Outcome 3: Organization of Recorded Knowledge and Information

Graduates of the SLIM Master of Library Science degree program will be able to explain, use, maintain, and develop systems to organize and retrieve recorded knowledge.

Artifact: Group Presentation – Social Tagging
Link to Presentation
Link to Volvelle Handout, designed by Amanda Meeks
MLS Outcomes: 3, 4, 7
MLS Values: 1, 4
LI 804: Organization of Information taught us about the individual, social, and institutional perspectives by which information is organized by both information professionals and information users. We learned about specific tools for organization and their strengths and drawbacks, and examined the assumptions and practices that go with using any organizational framework. We studied these topics via theories that seek to define information and what it means to organize it. Buckland’s theory of Information-as-Thing (1991) focuses in on the physical aspect of information and argues that this aspect is the primary one that information professionals must concern themselves with when seeking to catalog it, store it, and make it easily available for use. Prototype Theory, as defined by George Lakoff (1987), goes beyond Aristotelian notions of same and different to look at degrees of difference as compared to a Prototype, or primary example. And Hope Olson (2001) calls attention to the cultural basis of organization.
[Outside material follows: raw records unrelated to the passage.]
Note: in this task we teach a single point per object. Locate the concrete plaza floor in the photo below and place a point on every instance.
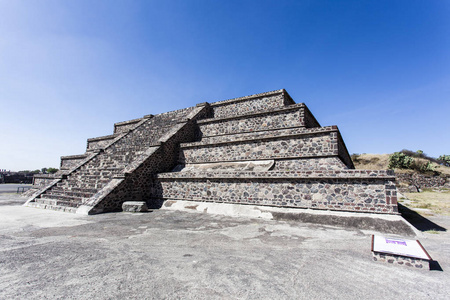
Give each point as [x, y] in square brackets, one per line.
[180, 255]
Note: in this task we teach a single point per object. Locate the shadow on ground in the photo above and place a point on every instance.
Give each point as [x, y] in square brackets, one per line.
[419, 222]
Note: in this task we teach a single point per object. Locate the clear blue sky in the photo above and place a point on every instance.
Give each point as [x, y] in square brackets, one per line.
[380, 70]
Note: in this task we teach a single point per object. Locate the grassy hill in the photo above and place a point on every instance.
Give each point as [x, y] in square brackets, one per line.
[381, 161]
[428, 202]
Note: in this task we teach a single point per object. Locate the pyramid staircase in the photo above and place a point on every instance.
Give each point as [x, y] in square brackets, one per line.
[261, 150]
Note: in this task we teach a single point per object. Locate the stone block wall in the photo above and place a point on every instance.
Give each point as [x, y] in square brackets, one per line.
[270, 147]
[277, 118]
[121, 127]
[100, 142]
[239, 106]
[69, 162]
[309, 163]
[335, 190]
[265, 150]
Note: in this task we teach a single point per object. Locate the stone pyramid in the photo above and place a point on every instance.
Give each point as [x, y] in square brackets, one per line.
[262, 149]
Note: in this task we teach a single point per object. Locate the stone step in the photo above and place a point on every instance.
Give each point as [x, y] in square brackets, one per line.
[296, 115]
[65, 192]
[261, 135]
[347, 190]
[75, 189]
[272, 145]
[62, 197]
[53, 207]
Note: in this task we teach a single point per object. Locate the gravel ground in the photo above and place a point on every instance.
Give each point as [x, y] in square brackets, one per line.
[181, 255]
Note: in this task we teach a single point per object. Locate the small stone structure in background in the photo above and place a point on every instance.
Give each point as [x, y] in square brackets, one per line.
[262, 149]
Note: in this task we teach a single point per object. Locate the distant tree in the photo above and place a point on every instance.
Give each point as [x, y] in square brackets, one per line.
[52, 170]
[400, 160]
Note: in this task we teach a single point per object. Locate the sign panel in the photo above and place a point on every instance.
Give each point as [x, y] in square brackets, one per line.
[410, 248]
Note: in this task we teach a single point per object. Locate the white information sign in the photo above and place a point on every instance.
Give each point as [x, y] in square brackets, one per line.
[410, 248]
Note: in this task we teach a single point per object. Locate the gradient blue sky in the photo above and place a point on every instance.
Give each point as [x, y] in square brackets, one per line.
[380, 70]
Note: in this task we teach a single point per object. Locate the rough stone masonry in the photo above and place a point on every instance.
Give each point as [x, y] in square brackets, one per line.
[262, 149]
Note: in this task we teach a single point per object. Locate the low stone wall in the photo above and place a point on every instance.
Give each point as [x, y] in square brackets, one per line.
[418, 182]
[100, 142]
[271, 147]
[69, 162]
[121, 127]
[277, 118]
[345, 191]
[43, 180]
[322, 163]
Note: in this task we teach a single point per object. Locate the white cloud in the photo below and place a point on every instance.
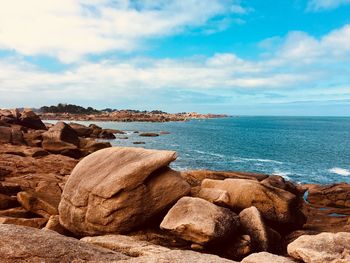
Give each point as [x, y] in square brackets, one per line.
[298, 62]
[70, 29]
[319, 5]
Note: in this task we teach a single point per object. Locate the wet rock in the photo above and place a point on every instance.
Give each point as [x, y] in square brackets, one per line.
[117, 189]
[200, 221]
[321, 248]
[25, 244]
[264, 257]
[126, 245]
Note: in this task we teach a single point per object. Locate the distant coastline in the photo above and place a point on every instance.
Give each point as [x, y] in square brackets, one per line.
[79, 113]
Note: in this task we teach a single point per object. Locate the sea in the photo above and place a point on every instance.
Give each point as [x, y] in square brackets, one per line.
[301, 149]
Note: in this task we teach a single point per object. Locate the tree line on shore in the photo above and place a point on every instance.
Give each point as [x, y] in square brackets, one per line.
[75, 109]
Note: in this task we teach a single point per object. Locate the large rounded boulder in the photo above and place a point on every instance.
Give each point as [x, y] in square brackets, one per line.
[274, 204]
[117, 189]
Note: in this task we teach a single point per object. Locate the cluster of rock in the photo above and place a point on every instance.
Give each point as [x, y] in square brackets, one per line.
[73, 140]
[122, 204]
[129, 116]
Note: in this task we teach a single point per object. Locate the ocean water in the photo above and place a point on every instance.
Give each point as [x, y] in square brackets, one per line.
[302, 149]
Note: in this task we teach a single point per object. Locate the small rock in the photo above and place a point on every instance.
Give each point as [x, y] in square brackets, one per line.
[265, 257]
[215, 196]
[7, 202]
[29, 119]
[126, 245]
[200, 221]
[179, 256]
[29, 222]
[41, 204]
[26, 244]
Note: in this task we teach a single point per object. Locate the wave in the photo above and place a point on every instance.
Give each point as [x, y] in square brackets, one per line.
[258, 160]
[284, 174]
[237, 159]
[209, 153]
[340, 171]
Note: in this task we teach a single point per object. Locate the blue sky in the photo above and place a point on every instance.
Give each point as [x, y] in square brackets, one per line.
[289, 57]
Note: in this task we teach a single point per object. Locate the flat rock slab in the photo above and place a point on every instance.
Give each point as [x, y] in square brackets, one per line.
[199, 221]
[179, 256]
[273, 203]
[321, 248]
[265, 257]
[126, 245]
[117, 189]
[26, 244]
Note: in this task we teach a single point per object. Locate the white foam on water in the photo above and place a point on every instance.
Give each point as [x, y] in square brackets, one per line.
[284, 174]
[209, 153]
[340, 171]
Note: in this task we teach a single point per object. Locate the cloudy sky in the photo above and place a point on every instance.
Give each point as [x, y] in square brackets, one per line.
[253, 57]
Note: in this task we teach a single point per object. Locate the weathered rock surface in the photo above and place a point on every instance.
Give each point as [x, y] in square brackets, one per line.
[29, 222]
[200, 221]
[7, 202]
[117, 189]
[178, 256]
[264, 257]
[235, 248]
[62, 139]
[321, 248]
[126, 245]
[253, 224]
[29, 119]
[279, 182]
[25, 244]
[43, 204]
[195, 177]
[54, 224]
[215, 196]
[274, 204]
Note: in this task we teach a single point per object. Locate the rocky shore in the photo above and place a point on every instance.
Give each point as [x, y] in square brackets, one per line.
[66, 195]
[130, 116]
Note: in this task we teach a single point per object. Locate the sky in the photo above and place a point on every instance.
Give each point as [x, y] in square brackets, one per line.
[240, 57]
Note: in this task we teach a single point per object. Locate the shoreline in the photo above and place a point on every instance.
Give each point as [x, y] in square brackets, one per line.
[37, 181]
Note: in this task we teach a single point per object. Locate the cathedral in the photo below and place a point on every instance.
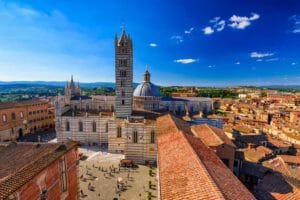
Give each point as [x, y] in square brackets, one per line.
[124, 123]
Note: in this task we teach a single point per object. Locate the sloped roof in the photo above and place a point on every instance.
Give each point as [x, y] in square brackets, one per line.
[188, 169]
[211, 136]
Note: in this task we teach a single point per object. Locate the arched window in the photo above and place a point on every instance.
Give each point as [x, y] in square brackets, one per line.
[80, 126]
[152, 137]
[119, 131]
[135, 136]
[94, 125]
[67, 126]
[13, 116]
[21, 115]
[4, 118]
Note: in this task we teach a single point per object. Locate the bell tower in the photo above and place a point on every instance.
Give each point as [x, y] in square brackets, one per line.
[123, 75]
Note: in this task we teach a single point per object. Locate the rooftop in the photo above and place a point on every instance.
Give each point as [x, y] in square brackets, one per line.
[211, 136]
[189, 169]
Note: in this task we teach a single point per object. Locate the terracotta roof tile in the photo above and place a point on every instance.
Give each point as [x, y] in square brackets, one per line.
[188, 169]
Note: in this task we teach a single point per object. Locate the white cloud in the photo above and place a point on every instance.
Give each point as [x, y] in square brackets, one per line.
[241, 22]
[186, 60]
[220, 25]
[153, 45]
[208, 30]
[260, 55]
[189, 31]
[296, 23]
[177, 38]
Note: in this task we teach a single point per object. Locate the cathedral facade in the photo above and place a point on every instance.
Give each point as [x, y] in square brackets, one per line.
[126, 122]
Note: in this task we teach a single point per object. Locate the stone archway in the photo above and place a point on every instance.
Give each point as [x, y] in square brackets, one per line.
[20, 131]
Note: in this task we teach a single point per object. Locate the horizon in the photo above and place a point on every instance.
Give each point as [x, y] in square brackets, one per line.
[198, 44]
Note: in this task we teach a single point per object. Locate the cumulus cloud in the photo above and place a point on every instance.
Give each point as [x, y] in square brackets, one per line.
[296, 23]
[177, 38]
[260, 55]
[241, 22]
[189, 31]
[272, 59]
[208, 30]
[186, 60]
[153, 45]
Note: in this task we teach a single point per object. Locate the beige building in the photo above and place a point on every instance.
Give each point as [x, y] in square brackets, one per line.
[125, 123]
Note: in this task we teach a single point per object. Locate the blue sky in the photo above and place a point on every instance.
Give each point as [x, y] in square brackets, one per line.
[203, 43]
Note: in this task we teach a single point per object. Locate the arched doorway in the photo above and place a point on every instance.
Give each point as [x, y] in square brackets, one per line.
[20, 133]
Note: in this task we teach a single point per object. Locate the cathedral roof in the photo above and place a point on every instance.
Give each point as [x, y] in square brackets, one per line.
[146, 89]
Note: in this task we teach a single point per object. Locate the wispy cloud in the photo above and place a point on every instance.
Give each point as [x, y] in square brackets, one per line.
[260, 55]
[241, 22]
[177, 38]
[186, 60]
[189, 31]
[153, 45]
[272, 59]
[216, 25]
[296, 23]
[208, 30]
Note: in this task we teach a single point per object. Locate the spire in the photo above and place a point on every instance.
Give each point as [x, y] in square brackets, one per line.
[146, 75]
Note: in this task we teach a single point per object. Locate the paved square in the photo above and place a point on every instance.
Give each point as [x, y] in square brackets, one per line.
[99, 176]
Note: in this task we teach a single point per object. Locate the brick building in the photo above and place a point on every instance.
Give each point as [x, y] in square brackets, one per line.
[42, 171]
[20, 118]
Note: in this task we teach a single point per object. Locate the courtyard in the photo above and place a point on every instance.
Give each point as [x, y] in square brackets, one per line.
[101, 177]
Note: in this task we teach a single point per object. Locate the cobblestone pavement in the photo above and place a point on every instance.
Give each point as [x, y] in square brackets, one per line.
[99, 175]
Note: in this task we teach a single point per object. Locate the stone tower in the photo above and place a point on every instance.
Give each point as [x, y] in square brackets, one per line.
[124, 75]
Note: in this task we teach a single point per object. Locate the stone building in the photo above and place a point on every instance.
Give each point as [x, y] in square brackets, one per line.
[125, 123]
[20, 118]
[42, 171]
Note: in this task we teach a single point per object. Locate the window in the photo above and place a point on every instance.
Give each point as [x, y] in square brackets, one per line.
[119, 131]
[80, 126]
[63, 175]
[94, 126]
[122, 73]
[135, 136]
[67, 126]
[106, 127]
[13, 116]
[21, 115]
[152, 137]
[123, 62]
[122, 83]
[4, 117]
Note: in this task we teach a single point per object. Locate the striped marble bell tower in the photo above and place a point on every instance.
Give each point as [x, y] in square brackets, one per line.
[124, 75]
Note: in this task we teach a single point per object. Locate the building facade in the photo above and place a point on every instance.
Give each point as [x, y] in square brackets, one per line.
[20, 118]
[125, 123]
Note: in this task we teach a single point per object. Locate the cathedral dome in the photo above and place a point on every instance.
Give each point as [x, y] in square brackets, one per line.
[146, 88]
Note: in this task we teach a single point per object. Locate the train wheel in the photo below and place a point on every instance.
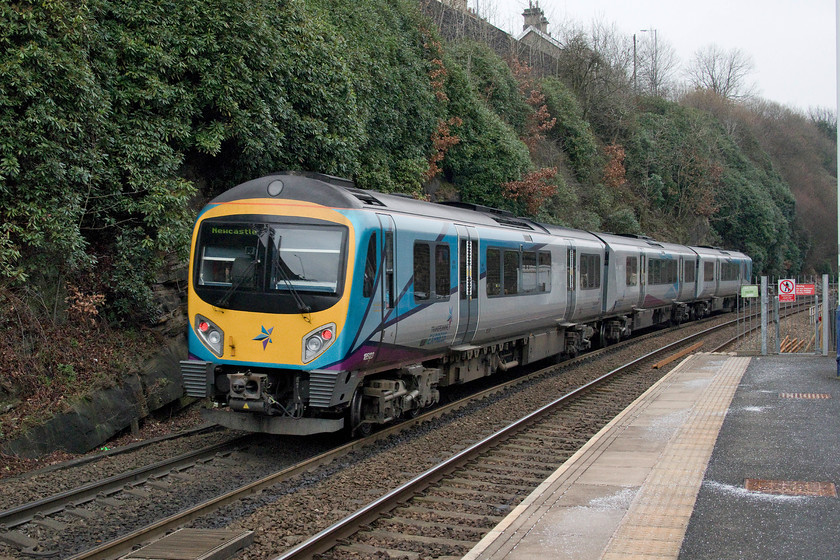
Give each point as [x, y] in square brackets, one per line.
[603, 336]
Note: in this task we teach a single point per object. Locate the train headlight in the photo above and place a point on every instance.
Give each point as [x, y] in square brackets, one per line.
[210, 334]
[315, 342]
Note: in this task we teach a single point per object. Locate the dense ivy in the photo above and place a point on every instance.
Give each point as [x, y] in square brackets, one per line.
[118, 118]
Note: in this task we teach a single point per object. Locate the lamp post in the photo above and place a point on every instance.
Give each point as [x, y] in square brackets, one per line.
[654, 61]
[635, 86]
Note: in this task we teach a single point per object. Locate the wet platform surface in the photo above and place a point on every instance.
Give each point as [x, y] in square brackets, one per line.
[669, 477]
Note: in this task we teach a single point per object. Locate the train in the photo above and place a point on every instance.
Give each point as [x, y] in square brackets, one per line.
[315, 306]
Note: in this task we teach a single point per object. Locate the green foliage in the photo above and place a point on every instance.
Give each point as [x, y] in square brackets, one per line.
[572, 132]
[493, 81]
[489, 153]
[687, 167]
This group presentation examined a relatively recent method of organizing information: Social Tagging. After going over a brief history of tagging, each team member profiled a different service that uses it, its comparative advantages and disadvantages as compared to other organizational tools, contexts in which it is used, and current and future possibilities for use in libraries. We each detailed ways in which the strengths of social tagging can be used and its weaknesses mitigated. We gave examples of tagging’s usefulness in channeling and focusing conversation and information by engaging the audience in participation and taught their use through real-time examples of how to use tagging in appropriate ways. This presentation shows that I can explain a growing form of organization on the web and utilize it for the purposes of directing patrons to online resources and services. I can also detail how tagging can be used with regards to many different aspects of librarianship, from reference to cataloging to collection development.